I find religion kind of fascinating: why people are drawn to it; different beliefs; how religion affects society; whether religion in the world does more harm or more good. For myself, I was raised as a protestant Christian by a mother who regularly went to church and a father who made fun of the ridiculousness of prayer. The peak of my religious life was in middle and high school when I was involved in some church youth groups. But I am a very idealistic, all-or-nothing kind of person. If I were going to be religious, then I would believe with all my heart and dedicate my life to it. Instead, the hypocrisy I saw around me was disillusioning. I eventually discovered that as much as I wanted the comfort of believing in something bigger than me, directing my life and watching out for me, I would have been lying to myself. I kind of avoid labels, but I guess now I'd probably call myself an atheist. I am moved by the natural beauty and power of nature, by beautiful music and art, by selfless actions of others, and even by other people's spirituality. But I see just some of the suffering that's in this world, and I think that if there is a God, this God would be dealing with some of that hopelessness before caring about my trivial problems--especially who wins Grammy awards and the Super Bowl.

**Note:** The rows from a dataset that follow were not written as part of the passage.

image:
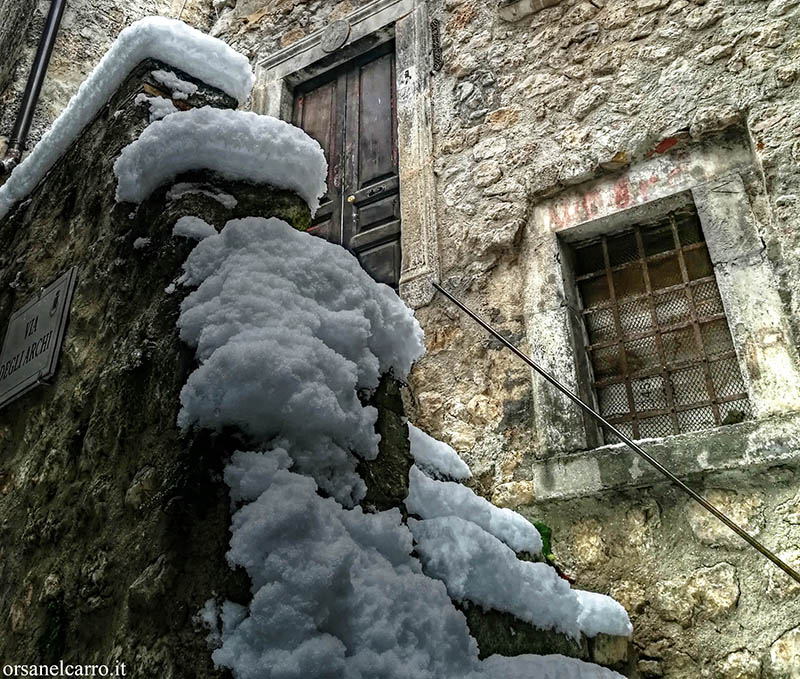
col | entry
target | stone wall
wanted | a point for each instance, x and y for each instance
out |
(538, 99)
(541, 103)
(87, 30)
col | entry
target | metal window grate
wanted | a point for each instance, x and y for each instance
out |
(658, 341)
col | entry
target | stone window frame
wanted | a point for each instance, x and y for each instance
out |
(713, 178)
(406, 22)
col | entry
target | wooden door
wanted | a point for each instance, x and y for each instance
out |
(352, 113)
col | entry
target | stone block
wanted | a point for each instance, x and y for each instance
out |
(739, 665)
(783, 660)
(514, 10)
(745, 509)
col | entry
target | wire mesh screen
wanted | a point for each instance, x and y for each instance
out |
(661, 351)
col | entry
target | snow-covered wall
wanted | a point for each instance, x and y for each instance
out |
(87, 31)
(114, 526)
(584, 108)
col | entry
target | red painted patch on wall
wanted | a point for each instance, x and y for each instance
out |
(622, 193)
(666, 144)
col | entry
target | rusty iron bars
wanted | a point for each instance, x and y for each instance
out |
(749, 539)
(657, 334)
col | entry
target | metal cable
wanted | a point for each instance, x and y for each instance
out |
(633, 446)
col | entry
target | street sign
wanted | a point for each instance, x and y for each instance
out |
(33, 339)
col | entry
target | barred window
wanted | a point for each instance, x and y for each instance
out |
(657, 339)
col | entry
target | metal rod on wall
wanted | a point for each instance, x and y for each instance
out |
(33, 87)
(633, 446)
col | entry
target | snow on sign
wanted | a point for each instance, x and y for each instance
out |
(33, 339)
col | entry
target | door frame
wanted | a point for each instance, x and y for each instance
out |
(406, 22)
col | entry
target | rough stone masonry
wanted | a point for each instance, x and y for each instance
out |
(542, 105)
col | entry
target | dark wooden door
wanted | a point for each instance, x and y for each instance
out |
(352, 113)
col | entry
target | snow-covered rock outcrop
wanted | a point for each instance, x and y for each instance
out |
(287, 328)
(167, 40)
(238, 145)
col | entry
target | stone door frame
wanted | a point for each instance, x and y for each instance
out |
(406, 22)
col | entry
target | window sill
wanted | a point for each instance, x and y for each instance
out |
(752, 444)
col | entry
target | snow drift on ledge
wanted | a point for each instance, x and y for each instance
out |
(173, 42)
(239, 145)
(287, 328)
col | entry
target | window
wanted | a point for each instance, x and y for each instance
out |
(658, 346)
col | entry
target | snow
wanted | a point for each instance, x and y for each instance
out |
(436, 458)
(239, 145)
(542, 667)
(431, 499)
(181, 89)
(307, 312)
(159, 106)
(600, 614)
(287, 329)
(337, 594)
(167, 40)
(476, 566)
(183, 188)
(193, 227)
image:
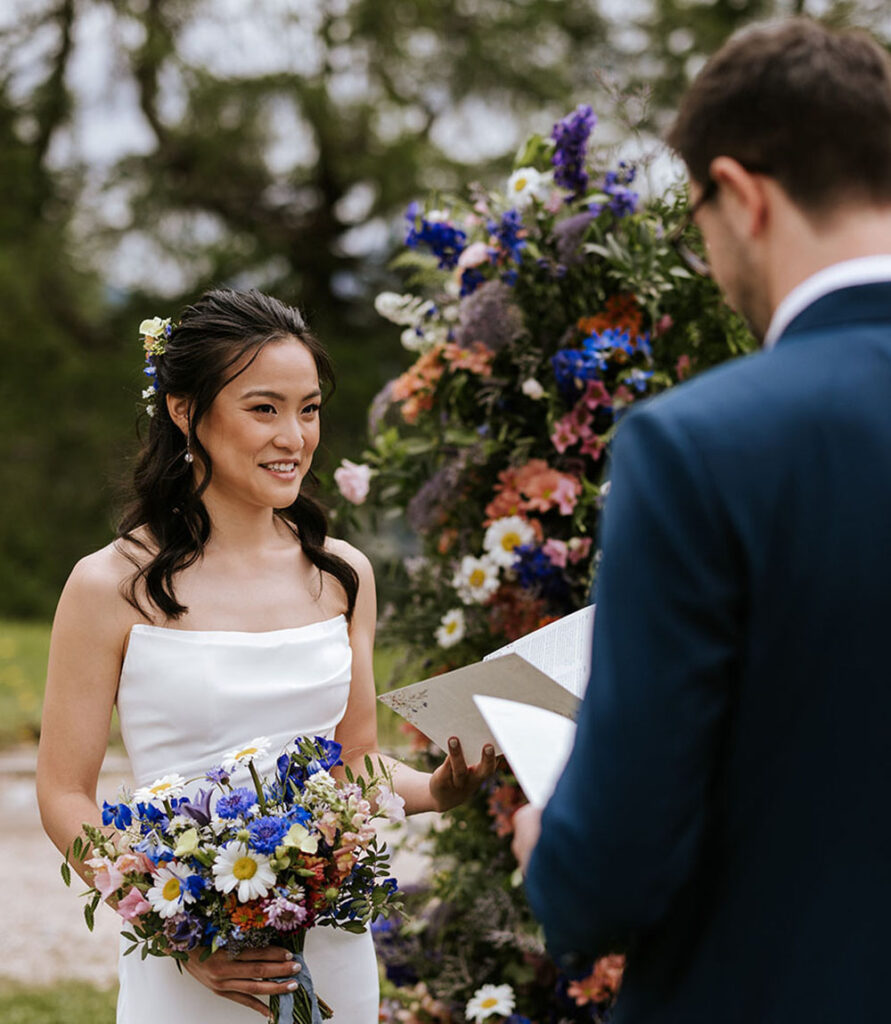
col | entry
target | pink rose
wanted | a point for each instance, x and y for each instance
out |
(133, 905)
(473, 255)
(107, 878)
(352, 480)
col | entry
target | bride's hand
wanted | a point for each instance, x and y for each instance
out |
(454, 781)
(247, 976)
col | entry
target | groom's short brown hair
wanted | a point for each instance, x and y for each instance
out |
(807, 104)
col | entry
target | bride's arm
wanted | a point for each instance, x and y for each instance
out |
(454, 780)
(81, 682)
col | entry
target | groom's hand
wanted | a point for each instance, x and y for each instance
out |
(526, 828)
(454, 781)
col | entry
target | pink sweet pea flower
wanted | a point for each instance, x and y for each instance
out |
(133, 905)
(352, 480)
(473, 255)
(107, 878)
(556, 552)
(566, 494)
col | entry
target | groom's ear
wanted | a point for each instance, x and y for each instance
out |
(179, 409)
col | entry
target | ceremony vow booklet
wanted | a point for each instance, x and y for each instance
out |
(534, 686)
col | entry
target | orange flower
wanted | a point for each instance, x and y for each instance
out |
(248, 915)
(622, 311)
(602, 984)
(477, 358)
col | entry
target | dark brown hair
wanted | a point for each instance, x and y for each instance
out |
(809, 105)
(214, 335)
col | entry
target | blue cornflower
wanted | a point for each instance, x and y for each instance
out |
(536, 571)
(240, 801)
(444, 241)
(509, 232)
(195, 885)
(198, 808)
(638, 379)
(266, 834)
(570, 144)
(573, 367)
(154, 849)
(120, 814)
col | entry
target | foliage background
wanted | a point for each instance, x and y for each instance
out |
(152, 147)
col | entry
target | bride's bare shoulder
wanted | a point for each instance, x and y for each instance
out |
(99, 581)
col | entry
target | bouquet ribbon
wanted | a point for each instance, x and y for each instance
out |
(286, 1000)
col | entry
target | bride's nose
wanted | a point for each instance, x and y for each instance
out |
(290, 436)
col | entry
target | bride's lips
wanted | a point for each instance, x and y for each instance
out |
(283, 469)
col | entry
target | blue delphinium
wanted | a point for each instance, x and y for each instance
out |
(443, 240)
(240, 801)
(509, 233)
(570, 144)
(266, 834)
(120, 814)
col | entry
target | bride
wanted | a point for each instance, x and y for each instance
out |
(222, 611)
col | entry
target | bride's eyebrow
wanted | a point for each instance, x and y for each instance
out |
(263, 393)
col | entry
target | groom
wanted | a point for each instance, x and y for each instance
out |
(725, 816)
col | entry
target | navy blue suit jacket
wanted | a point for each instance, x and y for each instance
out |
(725, 816)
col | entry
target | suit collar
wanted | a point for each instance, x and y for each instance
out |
(847, 273)
(856, 304)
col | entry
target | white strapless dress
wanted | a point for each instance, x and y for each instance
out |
(185, 698)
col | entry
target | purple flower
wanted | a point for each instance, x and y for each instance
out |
(182, 932)
(240, 801)
(509, 232)
(266, 834)
(570, 144)
(443, 240)
(623, 201)
(284, 914)
(490, 315)
(199, 807)
(120, 814)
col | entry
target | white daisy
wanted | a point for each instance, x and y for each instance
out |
(452, 629)
(525, 184)
(237, 866)
(161, 790)
(491, 1000)
(245, 755)
(168, 894)
(533, 389)
(505, 535)
(476, 579)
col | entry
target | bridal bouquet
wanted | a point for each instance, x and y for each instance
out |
(239, 867)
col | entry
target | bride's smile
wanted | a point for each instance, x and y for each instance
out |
(262, 429)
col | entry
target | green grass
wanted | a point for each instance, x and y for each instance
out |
(68, 1003)
(24, 649)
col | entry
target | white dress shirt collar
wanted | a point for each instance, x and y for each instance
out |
(863, 270)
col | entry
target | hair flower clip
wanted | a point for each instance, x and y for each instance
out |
(155, 333)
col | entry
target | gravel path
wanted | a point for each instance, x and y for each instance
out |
(43, 936)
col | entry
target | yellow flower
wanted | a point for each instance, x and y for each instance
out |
(298, 836)
(187, 844)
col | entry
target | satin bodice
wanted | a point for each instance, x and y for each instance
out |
(187, 696)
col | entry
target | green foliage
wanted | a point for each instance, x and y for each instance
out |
(74, 1003)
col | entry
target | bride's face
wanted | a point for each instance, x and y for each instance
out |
(262, 428)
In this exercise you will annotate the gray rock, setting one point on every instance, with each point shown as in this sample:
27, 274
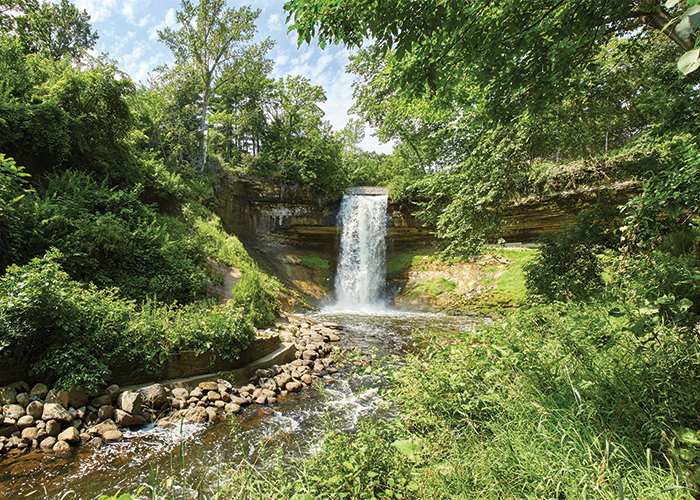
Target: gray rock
61, 447
103, 400
53, 428
23, 399
59, 397
181, 393
70, 435
77, 397
25, 421
113, 391
8, 395
35, 409
130, 402
114, 435
14, 411
105, 412
40, 391
55, 411
103, 427
154, 395
30, 433
126, 420
47, 443
198, 414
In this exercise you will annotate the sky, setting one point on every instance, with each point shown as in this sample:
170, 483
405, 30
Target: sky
128, 33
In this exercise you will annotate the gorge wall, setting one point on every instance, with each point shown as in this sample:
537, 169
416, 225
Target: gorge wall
293, 230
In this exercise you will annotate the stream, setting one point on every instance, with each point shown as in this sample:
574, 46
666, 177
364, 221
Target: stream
194, 453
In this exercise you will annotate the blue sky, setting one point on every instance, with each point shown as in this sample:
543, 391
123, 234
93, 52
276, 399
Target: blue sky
127, 31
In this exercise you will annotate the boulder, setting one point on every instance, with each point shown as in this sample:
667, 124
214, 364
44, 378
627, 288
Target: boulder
113, 435
8, 395
181, 393
35, 409
198, 414
77, 397
70, 435
53, 428
100, 401
61, 447
55, 411
40, 391
23, 399
154, 395
113, 392
127, 420
25, 421
103, 427
105, 412
14, 411
47, 443
209, 386
130, 402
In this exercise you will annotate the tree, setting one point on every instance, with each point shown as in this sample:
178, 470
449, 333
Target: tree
517, 50
55, 30
209, 39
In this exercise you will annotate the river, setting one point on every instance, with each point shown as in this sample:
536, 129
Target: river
176, 461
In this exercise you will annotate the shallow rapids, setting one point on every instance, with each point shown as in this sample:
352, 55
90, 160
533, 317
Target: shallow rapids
179, 459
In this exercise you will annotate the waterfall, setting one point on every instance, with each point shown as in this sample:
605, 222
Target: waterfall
361, 276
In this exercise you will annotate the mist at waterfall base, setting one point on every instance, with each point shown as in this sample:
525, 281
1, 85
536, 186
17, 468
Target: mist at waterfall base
361, 277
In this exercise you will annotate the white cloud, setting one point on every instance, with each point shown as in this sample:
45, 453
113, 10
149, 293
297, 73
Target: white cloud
169, 20
99, 10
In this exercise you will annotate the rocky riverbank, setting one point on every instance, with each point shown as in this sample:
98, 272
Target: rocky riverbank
55, 420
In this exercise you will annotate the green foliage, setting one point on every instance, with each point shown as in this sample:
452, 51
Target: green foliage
567, 266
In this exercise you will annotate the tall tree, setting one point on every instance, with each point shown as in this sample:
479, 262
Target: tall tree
209, 39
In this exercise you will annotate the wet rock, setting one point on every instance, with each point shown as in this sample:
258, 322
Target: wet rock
8, 395
154, 395
70, 435
198, 414
8, 430
61, 447
23, 399
53, 428
212, 414
105, 412
77, 397
40, 391
113, 435
59, 397
25, 421
13, 411
47, 443
130, 402
55, 411
113, 392
232, 408
100, 401
103, 427
181, 393
208, 386
127, 420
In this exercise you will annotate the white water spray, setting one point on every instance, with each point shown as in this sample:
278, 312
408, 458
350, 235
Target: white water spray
361, 276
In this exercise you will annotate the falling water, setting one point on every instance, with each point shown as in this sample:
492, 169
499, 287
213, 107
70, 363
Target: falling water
361, 277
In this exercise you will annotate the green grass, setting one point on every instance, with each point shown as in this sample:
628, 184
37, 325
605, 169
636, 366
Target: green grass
402, 262
316, 262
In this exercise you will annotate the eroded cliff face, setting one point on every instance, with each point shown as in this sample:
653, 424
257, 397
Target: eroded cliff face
294, 231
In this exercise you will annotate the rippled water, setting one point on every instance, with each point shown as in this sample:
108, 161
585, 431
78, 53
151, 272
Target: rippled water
195, 452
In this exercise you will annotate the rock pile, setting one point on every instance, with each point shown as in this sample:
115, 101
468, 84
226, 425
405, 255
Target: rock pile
43, 419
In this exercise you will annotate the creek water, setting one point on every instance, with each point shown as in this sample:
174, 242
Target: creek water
195, 454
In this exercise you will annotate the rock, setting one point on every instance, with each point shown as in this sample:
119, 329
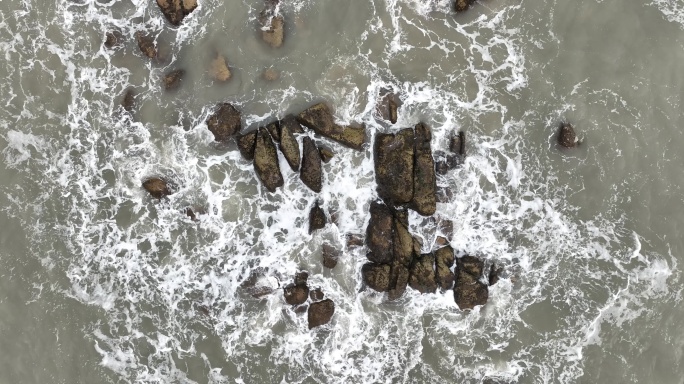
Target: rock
566, 136
289, 147
424, 180
219, 69
376, 276
330, 256
317, 218
320, 313
393, 157
173, 79
225, 122
146, 45
379, 234
423, 274
320, 119
157, 187
266, 161
311, 172
246, 144
176, 10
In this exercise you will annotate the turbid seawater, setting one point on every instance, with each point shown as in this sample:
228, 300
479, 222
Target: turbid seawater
101, 283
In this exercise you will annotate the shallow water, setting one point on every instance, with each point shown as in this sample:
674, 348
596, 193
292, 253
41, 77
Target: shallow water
99, 283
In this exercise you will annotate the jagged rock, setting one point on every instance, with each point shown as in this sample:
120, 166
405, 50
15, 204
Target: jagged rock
157, 187
266, 161
393, 157
289, 147
225, 122
311, 172
320, 313
146, 45
330, 256
219, 69
173, 79
444, 260
176, 10
317, 218
376, 276
566, 136
246, 144
320, 119
424, 181
423, 274
379, 234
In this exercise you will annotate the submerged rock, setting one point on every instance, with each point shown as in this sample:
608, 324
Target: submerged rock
176, 10
225, 122
311, 172
320, 313
320, 119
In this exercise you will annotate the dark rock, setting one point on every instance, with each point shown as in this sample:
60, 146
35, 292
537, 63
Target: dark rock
246, 144
423, 274
289, 147
376, 276
320, 313
317, 218
225, 122
173, 79
393, 157
320, 119
266, 161
157, 187
311, 172
176, 10
330, 256
566, 135
424, 181
379, 233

As far as organized religion, I'm not a big fan. I know there's a positive feeling of community in belonging to a church and many churches do important charity work, helping others in need. I like this stuff. My mother now belongs to a very nice church that focuses on helping others and not on telling people what to think or believe. I'd almost want to join it myself except that I still don't believe in God. What I don't like is that it seems the more powerful the church, and the more hierarchical, the more time and energy is spent on consolidating power, and the good stuff gets pushed to the side. Now, I've heard bits and pieces of the crazy that is Scientology, but I've always been a little fuzzy on the details. After having read Beyond Belief: My Secret Life Inside Scientology and My Harrowing Escape (2013) by Jenna Miscavige Hill (with Lisa Pulitzer), I think Scientology is on the far side of the power-grabbing spectrum of religion--although a cult may be a more accurate term.
Beyond Belief is the very personal story of Jenna [Miscavige] Hill, the niece of the current Scientology leader David Miscavige, and her life growing up and eventually getting out of Scientology. Jenna's parents moved to Los Angeles and became members of the Sea Org when she was only about two years old. After the move, Jenna rarely saw her parents. And when she was moved to the "Ranch" at about six years old, she saw them even less. Hill presents a pretty harrowing picture of Scientology that involves tearing families apart, manipulation, controlling behavior, manual labor, and more. Because Hill was a part of Scientology since she was a child, she had almost no knowledge of the outside world, she was afraid of Wogs (non-Scientologists) and didn't realize for a long time that there was more out there and she could think for herself. Because of her uncle's high standing in the church, a lot of pressure was put on her to keep up the family name.
The ridiculousness of it all was pretty overwhelming: the stupid, controlling rules--no cell phones or television, the hierarchy, the stuff with the cans and e-readers. I sometimes felt like I was reading a science-fiction novel rather than a true account of something that just recently happened in the United States. A surprising page turner, I ended this with an appreciation for Hill's strength and courage; this was definitely a book worth reading.
However, in some ways this book left me with even more questions. Because this was a personal story of what happened to Jenna Miscavige, it did not give much detail on the beginning of Scientology or L. Ron Hubbard, why people are drawn to it, how those e-meter things are supposed to work, why people would join the Sea Org, or more information on the differences between the Sea Org members and public Scientologists. In addition, I often wanted more information on Jenna's story. What were her parents thinking when they basically gave up their children to become members of Sea Org? I imagine this still might be a sensitive issue in the family with unresolved guilt and anger on each side, but she could have delved much deeper on many issues.
In addition, Beyond Belief sometimes felt a little short on emotional detail and explanation. When Jenna meets her future husband, she says that he's cute. When they're not allowed to marry for months and months, she says they were frustrated and eventually had sex out of wedlock. Perhaps it's unfair to demand a baring of your soul from anyone who chooses to write about their life, especially when that person was forced to expose every aspect of their lives in humiliating detail through forced "security checks" and audits. But this book did sometimes feel more like a dispassionate recitation of facts than a real glimpse into someone's thoughts and feelings.